In their first quarterly statement after they went public via SPAC, all of CLNN’s revenue was from related parties ($0.2M product revenues) and the company recorded related party cost of sales on these sales for a similar amount ($0.2M cost of sales). In subsequent quarters the company margin increased and they dropped disclosures on related party cost of goods sold. We’re hoping the nil margin related party transactions are gone for good.
The “Temporary” Rocky
Awarded to the company with the most notable “temporary” decline in asset value before eventual impairment.
Winner: ALTRIA GROUP INC (MO) for their investment in ABI.
Altria owns approximately 10% of Anheuser-Busch InBev SA/NV (ABI).

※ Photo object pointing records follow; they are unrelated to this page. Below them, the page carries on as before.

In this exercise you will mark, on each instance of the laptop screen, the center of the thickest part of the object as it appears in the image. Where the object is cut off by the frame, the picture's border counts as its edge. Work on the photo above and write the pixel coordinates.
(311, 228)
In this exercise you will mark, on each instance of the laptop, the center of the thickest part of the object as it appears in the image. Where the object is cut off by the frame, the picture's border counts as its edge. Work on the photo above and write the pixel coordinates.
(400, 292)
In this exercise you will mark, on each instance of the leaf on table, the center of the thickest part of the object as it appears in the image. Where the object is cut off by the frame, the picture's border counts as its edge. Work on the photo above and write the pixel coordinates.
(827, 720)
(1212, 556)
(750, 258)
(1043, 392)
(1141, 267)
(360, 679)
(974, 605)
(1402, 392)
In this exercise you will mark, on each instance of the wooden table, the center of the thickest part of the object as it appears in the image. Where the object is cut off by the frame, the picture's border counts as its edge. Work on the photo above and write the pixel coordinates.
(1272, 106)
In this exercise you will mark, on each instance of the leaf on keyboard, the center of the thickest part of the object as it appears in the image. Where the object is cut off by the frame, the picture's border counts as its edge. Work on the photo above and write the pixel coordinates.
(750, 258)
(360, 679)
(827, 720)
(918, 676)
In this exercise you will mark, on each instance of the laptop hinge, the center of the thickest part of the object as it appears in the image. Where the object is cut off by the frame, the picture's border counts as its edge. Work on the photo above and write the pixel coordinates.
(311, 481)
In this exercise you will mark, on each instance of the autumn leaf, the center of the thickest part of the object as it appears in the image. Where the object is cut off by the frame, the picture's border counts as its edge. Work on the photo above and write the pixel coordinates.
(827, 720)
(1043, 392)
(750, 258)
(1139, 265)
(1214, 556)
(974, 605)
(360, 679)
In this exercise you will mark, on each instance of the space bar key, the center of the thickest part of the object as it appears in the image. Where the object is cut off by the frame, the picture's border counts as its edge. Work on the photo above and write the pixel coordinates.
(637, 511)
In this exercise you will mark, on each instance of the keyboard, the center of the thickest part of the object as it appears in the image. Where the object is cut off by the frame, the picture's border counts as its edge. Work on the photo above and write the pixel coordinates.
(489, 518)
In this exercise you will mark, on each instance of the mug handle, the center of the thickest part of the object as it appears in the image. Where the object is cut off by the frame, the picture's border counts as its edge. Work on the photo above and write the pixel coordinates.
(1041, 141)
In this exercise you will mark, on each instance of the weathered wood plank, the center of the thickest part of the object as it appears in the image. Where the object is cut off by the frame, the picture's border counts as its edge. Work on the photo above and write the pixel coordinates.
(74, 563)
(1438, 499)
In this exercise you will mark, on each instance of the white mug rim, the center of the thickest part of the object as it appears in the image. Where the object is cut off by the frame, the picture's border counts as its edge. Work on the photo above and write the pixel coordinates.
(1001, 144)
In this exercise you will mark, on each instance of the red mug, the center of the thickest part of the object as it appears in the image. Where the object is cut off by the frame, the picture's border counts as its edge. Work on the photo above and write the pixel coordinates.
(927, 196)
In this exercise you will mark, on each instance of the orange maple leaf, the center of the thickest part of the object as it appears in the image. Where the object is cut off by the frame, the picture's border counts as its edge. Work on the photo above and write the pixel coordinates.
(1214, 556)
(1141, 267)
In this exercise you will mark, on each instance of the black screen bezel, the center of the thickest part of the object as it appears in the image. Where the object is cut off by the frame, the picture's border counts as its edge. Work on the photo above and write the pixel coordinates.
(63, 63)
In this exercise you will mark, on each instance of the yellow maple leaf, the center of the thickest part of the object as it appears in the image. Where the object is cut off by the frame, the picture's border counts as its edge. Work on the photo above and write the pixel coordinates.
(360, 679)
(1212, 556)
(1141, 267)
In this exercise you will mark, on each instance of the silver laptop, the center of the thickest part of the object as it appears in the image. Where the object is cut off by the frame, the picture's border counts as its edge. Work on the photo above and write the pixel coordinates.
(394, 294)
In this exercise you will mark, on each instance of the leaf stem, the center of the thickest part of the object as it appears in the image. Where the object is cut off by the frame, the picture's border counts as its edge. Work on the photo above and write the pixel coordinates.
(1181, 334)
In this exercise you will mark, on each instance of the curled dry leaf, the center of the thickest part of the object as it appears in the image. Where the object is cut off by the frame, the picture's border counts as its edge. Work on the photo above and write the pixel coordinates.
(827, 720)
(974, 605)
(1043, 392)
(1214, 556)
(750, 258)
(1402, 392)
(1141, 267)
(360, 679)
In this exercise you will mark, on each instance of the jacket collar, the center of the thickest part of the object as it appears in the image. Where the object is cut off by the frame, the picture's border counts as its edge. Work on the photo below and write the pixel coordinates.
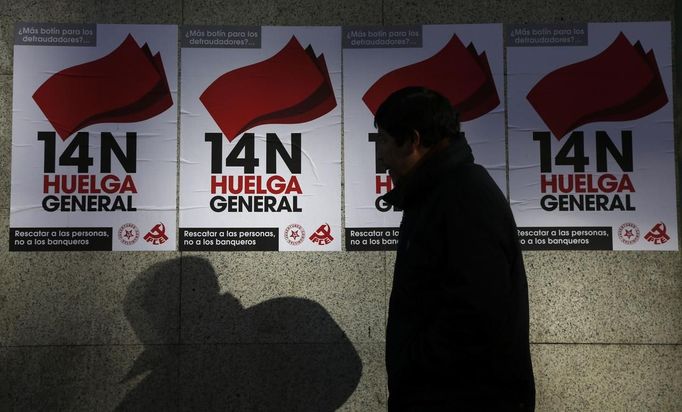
(430, 170)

ABI’s share price dropped below Altria’s recorded book value in October 2019, but at quarter end Altria argued that the decline was a temporary reduction in price due to COVID-19 despite the fact that the decline in price was evident in October 2019. Only in September 2021 did Altria finally recognize a $6.2M pre-tax impairment. ABI’s price had recovered significantly by that point. The largest difference between fair value and book value during this saga was Q2 2020, where the book value of the investment exceeded fair value by more than $7B.